Smarter Regulation: A Possible Way Forward?
Two years later, the controversy has subsided, and it is now an opportune moment for the Colombian government to reopen a constructive debate on how best to reposition Ley 30 to facilitate its worthwhile goals. Many of the concerns raised earlier by various interest groups could be addressed through more creative regulation. For example, a regulatory framework could be developed to attract investors seeking profitability from tertiary education while ensuring that the overall quality of the education system is sustained. At that point, remaining critics might still argue that for-profit universities will never reach the top tier in terms of teaching or research quality. However, that is not such a foreboding reality. Incubating world-class pedagogy and research at every university is a desirable long-term goal, but the critical short-term target is to ensure that people who would otherwise not have access can pursue their studies, thereby directly increasing the country's skilled human capital.
One important element of this updated framework could be Colombia's solid track record in standardized testing. Tests can be used not only to track quality across institutions, but also to monitor and sanction universities that do not meet quality standards. In addition, Colombia could make it compulsory for all its universities to adhere to the certification standards of objective, international accreditation bodies, so there would be clear and globally competitive guidelines by which higher-education institutions would have to operate.
Expanding access to tertiary education without compromising quality is critical for ensuring that the education system attains its goals for both the students and for the country.

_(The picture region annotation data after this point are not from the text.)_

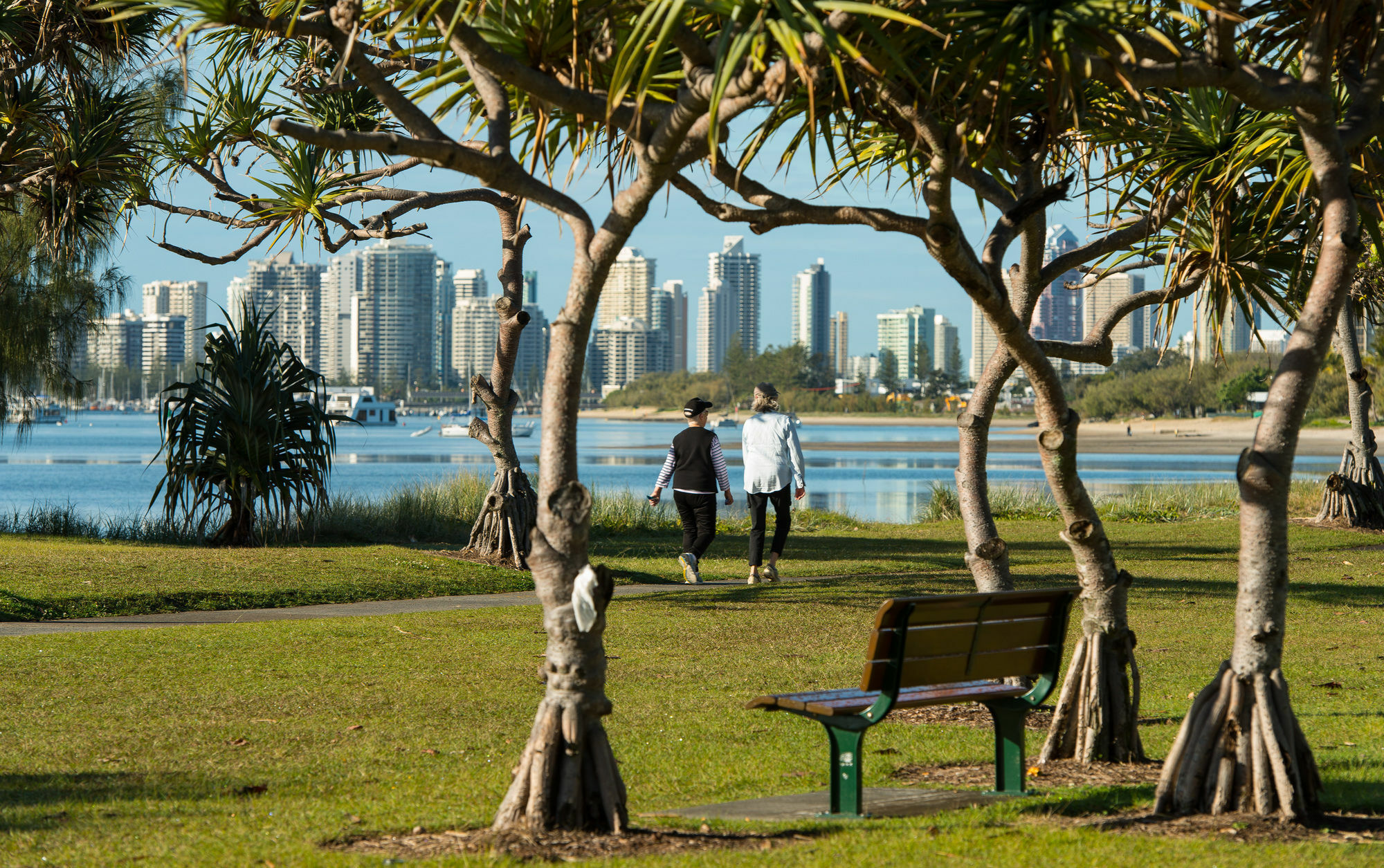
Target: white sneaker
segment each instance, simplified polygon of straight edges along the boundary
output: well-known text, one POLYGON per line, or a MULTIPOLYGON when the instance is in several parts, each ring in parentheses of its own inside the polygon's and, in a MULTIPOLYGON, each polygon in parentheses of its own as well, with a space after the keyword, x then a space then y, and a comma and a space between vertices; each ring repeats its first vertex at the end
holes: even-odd
POLYGON ((702 576, 696 571, 696 556, 691 551, 684 551, 678 556, 678 563, 682 564, 682 581, 688 585, 700 585, 702 576))

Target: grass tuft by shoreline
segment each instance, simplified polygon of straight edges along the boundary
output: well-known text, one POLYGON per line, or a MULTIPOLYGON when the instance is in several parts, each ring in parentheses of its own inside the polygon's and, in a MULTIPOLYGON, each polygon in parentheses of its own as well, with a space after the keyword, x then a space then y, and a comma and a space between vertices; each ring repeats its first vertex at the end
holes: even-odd
MULTIPOLYGON (((1230 518, 1240 514, 1240 492, 1235 482, 1132 485, 1128 491, 1092 498, 1103 521, 1167 522, 1196 518, 1230 518)), ((1289 513, 1315 514, 1322 503, 1319 480, 1295 480, 1289 492, 1289 513)), ((990 509, 999 521, 1060 518, 1057 502, 1048 488, 992 485, 990 509)), ((933 484, 931 498, 919 510, 918 521, 949 521, 960 517, 954 485, 933 484)))

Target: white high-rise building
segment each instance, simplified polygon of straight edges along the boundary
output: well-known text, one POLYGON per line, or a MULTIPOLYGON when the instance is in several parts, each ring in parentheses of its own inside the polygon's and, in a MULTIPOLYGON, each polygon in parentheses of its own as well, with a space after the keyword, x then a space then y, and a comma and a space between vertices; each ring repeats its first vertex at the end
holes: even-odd
MULTIPOLYGON (((1204 293, 1197 294, 1196 358, 1199 362, 1210 362, 1217 358, 1217 343, 1212 340, 1211 315, 1205 310, 1205 299, 1204 293)), ((1221 352, 1230 355, 1232 352, 1262 351, 1262 343, 1255 337, 1262 315, 1264 311, 1259 310, 1258 301, 1250 303, 1248 317, 1239 304, 1232 301, 1221 322, 1221 352)))
MULTIPOLYGON (((1113 274, 1095 286, 1088 286, 1085 289, 1085 299, 1081 303, 1082 337, 1091 334, 1091 330, 1096 328, 1096 323, 1100 322, 1111 307, 1142 292, 1143 278, 1132 274, 1113 274)), ((1121 319, 1110 330, 1110 343, 1116 347, 1142 350, 1147 344, 1145 329, 1146 310, 1140 307, 1121 319)))
MULTIPOLYGON (((1071 229, 1060 223, 1048 227, 1044 243, 1044 265, 1080 246, 1071 229)), ((1038 296, 1030 332, 1039 340, 1081 340, 1081 290, 1067 289, 1067 283, 1081 281, 1081 274, 1068 270, 1049 283, 1038 296)))
POLYGON ((490 294, 490 285, 486 283, 484 268, 458 268, 451 276, 453 289, 457 290, 457 300, 484 299, 490 294))
MULTIPOLYGON (((941 314, 933 317, 933 370, 943 370, 952 376, 960 376, 962 365, 958 361, 960 358, 960 346, 958 344, 956 326, 951 323, 941 314)), ((919 372, 922 376, 927 372, 919 372)))
POLYGON ((653 286, 656 261, 635 247, 624 247, 610 264, 605 286, 601 287, 601 307, 597 308, 597 328, 603 329, 623 317, 632 317, 648 325, 649 289, 653 286))
POLYGON ((832 275, 825 261, 817 260, 793 275, 793 339, 810 355, 823 359, 830 354, 832 275))
POLYGON ((187 317, 141 317, 144 332, 140 357, 145 376, 155 368, 166 365, 176 368, 187 359, 187 317))
POLYGON ((995 330, 990 328, 990 321, 985 319, 985 311, 980 310, 980 305, 974 301, 970 303, 970 379, 973 381, 980 381, 980 375, 985 370, 985 364, 990 362, 990 357, 995 354, 999 347, 999 339, 995 336, 995 330))
POLYGON ((657 304, 652 305, 650 326, 664 343, 663 370, 688 369, 688 297, 682 281, 664 281, 653 290, 657 304))
POLYGON ((696 305, 696 369, 716 372, 721 369, 725 351, 735 333, 738 297, 729 293, 720 281, 702 287, 696 305))
MULTIPOLYGON (((649 373, 652 333, 642 319, 620 317, 595 330, 595 350, 601 359, 599 387, 605 397, 649 373)), ((595 375, 595 372, 592 372, 595 375)), ((592 380, 597 377, 592 376, 592 380)))
POLYGON ((145 317, 183 317, 187 333, 183 336, 184 358, 169 359, 180 364, 201 361, 206 329, 206 281, 154 281, 144 285, 145 317))
POLYGON ((513 387, 526 398, 543 393, 543 377, 548 369, 548 318, 537 304, 525 304, 529 325, 519 333, 519 352, 515 354, 513 387))
MULTIPOLYGON (((720 304, 728 305, 727 315, 718 321, 718 329, 729 329, 717 334, 710 343, 721 347, 721 357, 731 339, 739 336, 746 355, 754 355, 760 348, 760 254, 745 252, 745 238, 727 235, 721 252, 707 256, 707 286, 717 286, 722 294, 720 304)), ((700 326, 698 326, 700 330, 700 326)), ((720 370, 721 357, 711 364, 720 370)), ((699 361, 699 365, 706 362, 699 361)))
POLYGON ((242 278, 231 278, 226 290, 226 308, 231 323, 241 325, 246 303, 268 314, 268 330, 286 343, 304 365, 321 370, 321 294, 322 267, 295 263, 284 250, 267 260, 252 260, 242 278))
POLYGON ((828 340, 826 354, 832 375, 846 376, 846 359, 850 358, 850 319, 846 311, 836 311, 832 315, 832 333, 828 340))
POLYGON ((107 369, 144 369, 144 322, 134 311, 97 321, 87 341, 87 362, 107 369))
POLYGON ((454 287, 446 286, 450 272, 432 245, 403 239, 334 258, 324 282, 329 304, 322 307, 324 315, 338 318, 336 376, 378 387, 444 370, 436 311, 454 296, 454 287))
MULTIPOLYGON (((919 343, 927 344, 926 359, 933 358, 933 321, 937 315, 930 307, 905 307, 887 314, 876 314, 876 329, 879 336, 879 352, 894 354, 898 365, 900 379, 909 380, 920 376, 918 370, 919 343)), ((927 373, 927 372, 922 372, 927 373)))
MULTIPOLYGON (((450 380, 466 388, 471 377, 490 377, 500 339, 500 317, 491 299, 458 299, 451 308, 450 380)), ((531 325, 525 329, 527 332, 531 325)), ((518 365, 515 365, 518 370, 518 365)))
POLYGON ((320 317, 321 372, 328 379, 354 376, 356 332, 352 330, 352 299, 360 292, 360 252, 334 256, 322 271, 320 317))

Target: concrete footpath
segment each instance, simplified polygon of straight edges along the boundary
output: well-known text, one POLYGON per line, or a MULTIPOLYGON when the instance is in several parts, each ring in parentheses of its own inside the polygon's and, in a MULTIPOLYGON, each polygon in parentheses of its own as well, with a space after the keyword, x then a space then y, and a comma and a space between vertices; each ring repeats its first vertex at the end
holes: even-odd
MULTIPOLYGON (((807 579, 836 579, 844 576, 783 576, 779 582, 807 579)), ((616 597, 652 594, 660 592, 696 592, 707 587, 743 586, 739 582, 702 582, 700 585, 616 585, 616 597)), ((69 621, 6 621, 0 622, 0 636, 39 636, 44 633, 100 633, 102 630, 143 630, 148 628, 177 628, 208 623, 253 623, 257 621, 304 621, 309 618, 350 618, 360 615, 408 615, 412 612, 450 612, 497 605, 538 605, 531 590, 504 594, 455 594, 451 597, 424 597, 421 600, 370 600, 367 603, 325 603, 285 608, 241 608, 197 612, 162 612, 158 615, 116 615, 112 618, 72 618, 69 621)))

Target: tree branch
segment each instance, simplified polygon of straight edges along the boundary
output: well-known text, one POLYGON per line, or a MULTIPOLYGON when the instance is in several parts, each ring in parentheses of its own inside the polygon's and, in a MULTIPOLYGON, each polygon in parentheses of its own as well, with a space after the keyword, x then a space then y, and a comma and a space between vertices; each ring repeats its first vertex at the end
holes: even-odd
POLYGON ((747 202, 763 206, 761 209, 746 209, 727 202, 717 202, 707 196, 688 177, 674 174, 668 178, 673 187, 692 198, 698 206, 722 223, 745 223, 756 235, 763 235, 771 229, 786 225, 865 225, 879 232, 902 232, 923 238, 927 229, 927 220, 911 214, 900 214, 882 207, 858 207, 853 205, 808 205, 800 199, 792 199, 776 194, 757 181, 740 176, 720 159, 713 171, 714 177, 747 202))
POLYGON ((188 250, 187 247, 179 247, 177 245, 170 245, 163 240, 154 240, 152 238, 149 240, 154 240, 155 245, 163 247, 165 250, 169 250, 170 253, 185 256, 190 260, 206 263, 208 265, 224 265, 226 263, 234 263, 235 260, 241 258, 242 256, 257 247, 260 242, 268 238, 268 234, 277 228, 278 224, 270 224, 264 227, 263 231, 260 231, 257 235, 252 235, 249 240, 246 240, 235 250, 231 250, 226 256, 206 256, 205 253, 198 253, 197 250, 188 250))
POLYGON ((1167 223, 1176 217, 1178 213, 1181 213, 1186 206, 1187 194, 1185 191, 1175 192, 1161 206, 1149 209, 1146 214, 1128 221, 1121 221, 1120 228, 1116 231, 1086 242, 1075 250, 1053 257, 1053 260, 1044 265, 1042 271, 1038 272, 1038 281, 1046 286, 1082 263, 1102 258, 1116 250, 1127 250, 1132 247, 1167 225, 1167 223))

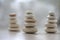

In the short-to-medium term, a well-designed regulatory framework can help. But over the long term, the market would naturally self-regulate and exclude private universities with low returns for its graduates in the labor market. Therefore, if Colombian universities can provide an affordable education and enable the students to secure better jobs after graduation, as has happened in other countries, the students will pursue higher education. In short, the aperture of higher education to market forces, within the confines of smart regulation, would be an efficient and effective way to expand access.
The Colombian government has made great strides in expanding the country's education system. This is particularly visible in primary and secondary education. Key challenges remain, but, fortunately, they are within the scope of what the government can do. Access is widely recognized as the main problem for tertiary education, and the government has signaled its willingness to raise the flag and ask for help from the private sector.
This pattern is consistent with a key trend found in other emerging markets, where the demand for education and increased investments in human capital have attracted private investors seeking profit, especially in the higher-education sector. To follow this trend to its final step -- i.e., to allow for-profit education -- the government must align society's support with its political goals. Apart from the more traditional argument of how private tertiary education can expand access, Colombia needs to emphasize how this can be accomplished in a balanced way, without diluting quality extensively. International private universities can support internationalization and the exchange of professors; and private companies can finance laboratories, research and innovation. While purely social-related research and innovation could still be the purview of the government and public institutions, the inclusion of the private sector in the production of knowledge can only benefit the Colombian economy and society. Ultimately, all the parties would contribute to the creation of a successful cycle, where private-sector players help the government fill gaps in the educational system, grow sustainably with profit orientation and generate a positive net social impact.